Minister of Tourism and Entertainment
- In office 1963–1968
- Prime Minister: Aldo Moro

Personal details
- Born: 30 July 1914 Rome, Kingdom of Italy
- Died: 23 November 1979 (aged 65) Rome, Italy

= Achille Corona =

Italian politician (1914–1979)

Achille Corona (1914–1979) was an Italian socialist politician, lawyer and journalist. He served at the Italian Parliament and Senate. He was the minister of tourism and entertainment in the first, second and third cabinet of Prime Minister Aldo Moro between 1963 and 1968. He was the first socialist politician who held the post in Italy.

==Biography==
Corona was born in Rome on 30 July 1914. He received a degree in law. He joined the Italian Socialist Party (PSI) in 1933. Corona became editor-in-chief of Avanti! newspaper during the Nazi occupation of Rome and was active in the Roman Resistance. He was arrested by the Nazis and imprisoned in Regina Coeli. After the Liberation he and Tullio Vecchietti together with others formed the group of Proletarian Unity in Rome. Corona was elected deputy for the PSI in the 1948 elections. From 1951 to 1958 he was also socialist municipal councilor of Pesaro.

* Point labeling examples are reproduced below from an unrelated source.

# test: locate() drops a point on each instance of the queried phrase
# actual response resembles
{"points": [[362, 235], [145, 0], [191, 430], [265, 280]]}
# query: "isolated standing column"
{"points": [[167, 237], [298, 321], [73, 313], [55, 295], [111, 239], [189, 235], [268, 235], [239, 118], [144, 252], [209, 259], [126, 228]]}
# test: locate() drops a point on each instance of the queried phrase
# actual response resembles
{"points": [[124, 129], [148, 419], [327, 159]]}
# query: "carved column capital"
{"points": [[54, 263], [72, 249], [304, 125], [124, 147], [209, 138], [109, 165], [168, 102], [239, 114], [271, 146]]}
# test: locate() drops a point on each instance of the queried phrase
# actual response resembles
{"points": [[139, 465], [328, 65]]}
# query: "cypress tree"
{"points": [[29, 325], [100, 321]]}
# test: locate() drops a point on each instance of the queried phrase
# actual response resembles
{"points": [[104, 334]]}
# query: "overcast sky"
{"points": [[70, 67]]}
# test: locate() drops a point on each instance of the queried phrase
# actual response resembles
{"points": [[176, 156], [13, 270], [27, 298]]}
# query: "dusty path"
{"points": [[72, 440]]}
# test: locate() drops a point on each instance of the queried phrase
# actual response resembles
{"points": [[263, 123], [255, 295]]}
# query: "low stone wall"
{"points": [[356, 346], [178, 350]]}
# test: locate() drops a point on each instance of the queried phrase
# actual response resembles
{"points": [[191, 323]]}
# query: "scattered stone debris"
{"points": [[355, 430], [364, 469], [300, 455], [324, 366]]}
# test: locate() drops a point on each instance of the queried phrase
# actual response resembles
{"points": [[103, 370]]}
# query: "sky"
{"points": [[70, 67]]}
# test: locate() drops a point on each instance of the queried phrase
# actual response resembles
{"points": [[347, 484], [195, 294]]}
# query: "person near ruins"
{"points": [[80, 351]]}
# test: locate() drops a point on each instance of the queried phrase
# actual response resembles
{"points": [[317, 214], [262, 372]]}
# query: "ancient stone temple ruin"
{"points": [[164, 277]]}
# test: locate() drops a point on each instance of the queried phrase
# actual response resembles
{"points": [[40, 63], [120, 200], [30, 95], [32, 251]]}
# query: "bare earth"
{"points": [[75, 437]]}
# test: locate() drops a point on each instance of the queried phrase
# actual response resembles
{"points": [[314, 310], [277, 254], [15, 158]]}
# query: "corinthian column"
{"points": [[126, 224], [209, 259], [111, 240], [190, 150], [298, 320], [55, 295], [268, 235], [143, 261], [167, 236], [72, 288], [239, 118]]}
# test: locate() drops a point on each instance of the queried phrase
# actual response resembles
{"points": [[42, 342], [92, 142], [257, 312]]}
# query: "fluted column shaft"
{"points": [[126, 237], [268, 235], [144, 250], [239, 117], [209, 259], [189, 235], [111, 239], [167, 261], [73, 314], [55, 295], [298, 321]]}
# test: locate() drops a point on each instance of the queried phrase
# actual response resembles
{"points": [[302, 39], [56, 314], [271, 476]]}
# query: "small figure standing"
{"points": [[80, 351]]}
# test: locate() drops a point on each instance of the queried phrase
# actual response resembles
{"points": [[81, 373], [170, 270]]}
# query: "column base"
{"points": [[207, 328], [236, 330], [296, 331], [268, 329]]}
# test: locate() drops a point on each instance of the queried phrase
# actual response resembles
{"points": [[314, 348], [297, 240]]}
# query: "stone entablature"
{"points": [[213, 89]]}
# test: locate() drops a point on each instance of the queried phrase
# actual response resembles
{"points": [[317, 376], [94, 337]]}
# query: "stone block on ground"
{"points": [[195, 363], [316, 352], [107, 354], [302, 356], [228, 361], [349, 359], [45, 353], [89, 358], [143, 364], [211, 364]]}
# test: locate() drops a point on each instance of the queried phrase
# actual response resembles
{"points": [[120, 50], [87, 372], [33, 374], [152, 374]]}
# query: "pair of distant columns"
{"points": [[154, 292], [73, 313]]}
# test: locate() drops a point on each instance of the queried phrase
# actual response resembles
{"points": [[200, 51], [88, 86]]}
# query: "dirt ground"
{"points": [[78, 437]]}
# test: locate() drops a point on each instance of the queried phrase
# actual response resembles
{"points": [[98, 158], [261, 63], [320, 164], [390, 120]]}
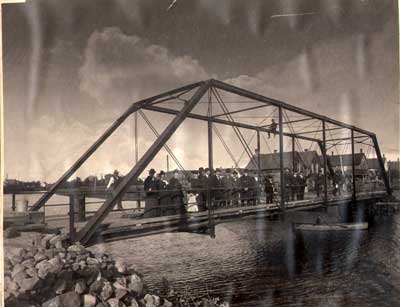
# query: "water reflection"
{"points": [[257, 262]]}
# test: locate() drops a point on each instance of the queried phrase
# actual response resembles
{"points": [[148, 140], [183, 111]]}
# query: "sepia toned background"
{"points": [[71, 68]]}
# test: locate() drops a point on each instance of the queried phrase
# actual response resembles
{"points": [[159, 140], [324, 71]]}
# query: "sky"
{"points": [[72, 67]]}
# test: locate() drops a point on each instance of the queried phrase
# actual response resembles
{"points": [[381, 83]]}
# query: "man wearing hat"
{"points": [[164, 194], [112, 183], [201, 190], [214, 187], [175, 188], [235, 188], [227, 185], [151, 188], [247, 184], [269, 190]]}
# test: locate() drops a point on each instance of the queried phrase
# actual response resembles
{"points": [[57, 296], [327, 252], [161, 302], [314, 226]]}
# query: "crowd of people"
{"points": [[222, 189], [166, 197]]}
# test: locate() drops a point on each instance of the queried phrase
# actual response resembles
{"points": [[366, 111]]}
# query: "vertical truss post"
{"points": [[353, 168], [136, 139], [323, 148], [210, 146], [72, 232], [133, 108], [211, 167], [259, 166], [293, 153], [281, 158], [382, 165], [84, 235]]}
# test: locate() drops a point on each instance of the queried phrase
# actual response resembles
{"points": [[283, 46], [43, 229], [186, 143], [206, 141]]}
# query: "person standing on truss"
{"points": [[272, 128], [151, 189], [112, 183]]}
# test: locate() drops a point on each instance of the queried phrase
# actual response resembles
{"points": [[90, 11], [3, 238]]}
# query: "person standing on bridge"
{"points": [[112, 183], [151, 188], [269, 190], [288, 184], [227, 185], [319, 183], [235, 188], [202, 190], [247, 184], [272, 128], [164, 194], [302, 185], [175, 188]]}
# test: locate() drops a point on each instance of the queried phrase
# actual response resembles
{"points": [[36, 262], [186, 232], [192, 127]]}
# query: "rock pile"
{"points": [[49, 274]]}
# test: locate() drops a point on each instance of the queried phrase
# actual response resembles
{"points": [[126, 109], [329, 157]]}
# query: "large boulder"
{"points": [[39, 257], [121, 267], [44, 268], [80, 286], [29, 284], [89, 300], [17, 269], [70, 299], [77, 248], [107, 291], [114, 302], [10, 233], [54, 302], [135, 284]]}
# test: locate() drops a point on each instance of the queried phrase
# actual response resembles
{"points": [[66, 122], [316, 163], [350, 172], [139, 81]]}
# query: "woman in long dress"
{"points": [[164, 195]]}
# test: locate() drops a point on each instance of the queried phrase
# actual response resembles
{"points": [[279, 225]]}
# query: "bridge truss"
{"points": [[208, 101]]}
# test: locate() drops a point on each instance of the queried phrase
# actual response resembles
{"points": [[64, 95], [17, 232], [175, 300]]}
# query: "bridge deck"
{"points": [[120, 225]]}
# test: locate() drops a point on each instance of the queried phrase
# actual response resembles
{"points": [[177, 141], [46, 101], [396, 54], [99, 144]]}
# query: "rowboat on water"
{"points": [[330, 226]]}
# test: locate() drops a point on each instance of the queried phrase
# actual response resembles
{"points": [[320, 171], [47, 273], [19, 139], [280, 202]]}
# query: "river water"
{"points": [[259, 262]]}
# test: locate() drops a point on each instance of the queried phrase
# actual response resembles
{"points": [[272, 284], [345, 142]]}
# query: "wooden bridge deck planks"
{"points": [[115, 225]]}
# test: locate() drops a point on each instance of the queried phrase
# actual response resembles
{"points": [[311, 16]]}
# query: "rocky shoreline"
{"points": [[48, 273]]}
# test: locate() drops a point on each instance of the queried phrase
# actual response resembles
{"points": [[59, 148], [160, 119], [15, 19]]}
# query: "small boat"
{"points": [[330, 226]]}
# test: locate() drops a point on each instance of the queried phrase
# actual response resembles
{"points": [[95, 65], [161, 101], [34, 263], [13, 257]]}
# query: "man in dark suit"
{"points": [[247, 184], [269, 190], [151, 188]]}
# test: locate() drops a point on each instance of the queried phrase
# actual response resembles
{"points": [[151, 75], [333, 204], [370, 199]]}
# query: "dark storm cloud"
{"points": [[81, 63]]}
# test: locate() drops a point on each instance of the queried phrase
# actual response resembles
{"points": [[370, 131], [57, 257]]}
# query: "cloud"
{"points": [[346, 79], [119, 68]]}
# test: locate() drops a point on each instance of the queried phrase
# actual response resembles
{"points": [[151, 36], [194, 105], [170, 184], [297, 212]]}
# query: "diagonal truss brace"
{"points": [[133, 108], [88, 230]]}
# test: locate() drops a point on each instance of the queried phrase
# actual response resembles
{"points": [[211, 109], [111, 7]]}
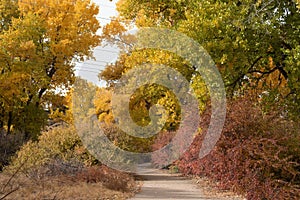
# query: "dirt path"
{"points": [[159, 184]]}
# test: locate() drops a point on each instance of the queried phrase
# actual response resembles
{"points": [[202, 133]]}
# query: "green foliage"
{"points": [[255, 44], [59, 143]]}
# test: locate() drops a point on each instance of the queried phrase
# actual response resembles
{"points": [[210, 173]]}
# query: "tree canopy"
{"points": [[255, 44], [39, 44]]}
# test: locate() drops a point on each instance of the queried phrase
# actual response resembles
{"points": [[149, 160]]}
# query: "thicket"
{"points": [[257, 154]]}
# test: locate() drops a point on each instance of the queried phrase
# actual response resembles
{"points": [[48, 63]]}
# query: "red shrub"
{"points": [[257, 154]]}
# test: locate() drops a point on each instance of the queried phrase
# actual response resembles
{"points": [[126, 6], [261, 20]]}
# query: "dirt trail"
{"points": [[159, 184]]}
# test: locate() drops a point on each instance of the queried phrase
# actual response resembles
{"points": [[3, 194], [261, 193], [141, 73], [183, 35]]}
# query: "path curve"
{"points": [[159, 184]]}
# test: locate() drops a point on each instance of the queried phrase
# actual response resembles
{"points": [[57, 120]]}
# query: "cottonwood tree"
{"points": [[39, 44]]}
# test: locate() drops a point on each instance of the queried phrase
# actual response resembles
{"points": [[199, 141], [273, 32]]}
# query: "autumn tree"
{"points": [[255, 44], [40, 42]]}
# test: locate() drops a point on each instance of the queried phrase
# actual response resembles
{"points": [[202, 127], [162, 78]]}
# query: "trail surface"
{"points": [[159, 184]]}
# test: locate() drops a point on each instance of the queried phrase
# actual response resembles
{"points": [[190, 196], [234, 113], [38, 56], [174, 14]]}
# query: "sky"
{"points": [[90, 69]]}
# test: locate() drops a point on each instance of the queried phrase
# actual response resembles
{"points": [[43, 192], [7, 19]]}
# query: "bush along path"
{"points": [[160, 184]]}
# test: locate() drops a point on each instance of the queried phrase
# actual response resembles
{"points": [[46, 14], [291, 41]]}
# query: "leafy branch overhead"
{"points": [[40, 41]]}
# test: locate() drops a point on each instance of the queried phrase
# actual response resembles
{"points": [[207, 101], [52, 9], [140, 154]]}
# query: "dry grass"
{"points": [[65, 187]]}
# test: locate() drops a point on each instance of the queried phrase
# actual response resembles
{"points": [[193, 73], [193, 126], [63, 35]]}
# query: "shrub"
{"points": [[257, 155], [60, 144], [110, 178]]}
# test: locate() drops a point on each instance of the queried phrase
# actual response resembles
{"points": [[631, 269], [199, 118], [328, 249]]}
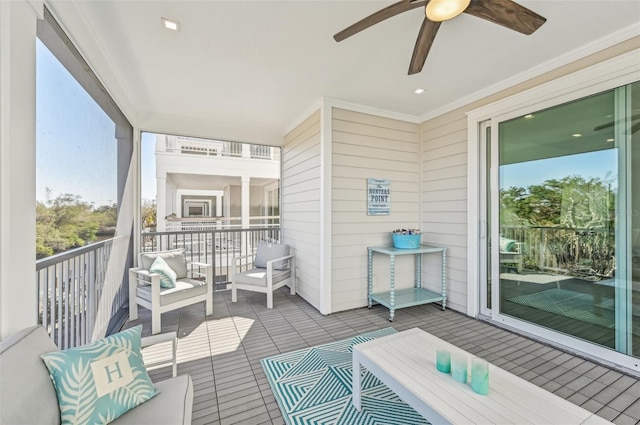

Corona served as the head of the Local Authorities Office and of the International Office of the Directorate of the Italian Socialist Party. He was re-elected deputy in the years 1958, 1963 and 1968. He became a senator in 1972. He was appointed minister of tourism and entertainment to the cabinet led by Prime Minister Aldo Moro which he held between 1963 and 1968. Corona was part of the cabinet of Prime Minister Mariano Rumor as minister of environment in the period between 6 July 1973 and 13 March 1974. He died in Rome on 23 November 1979.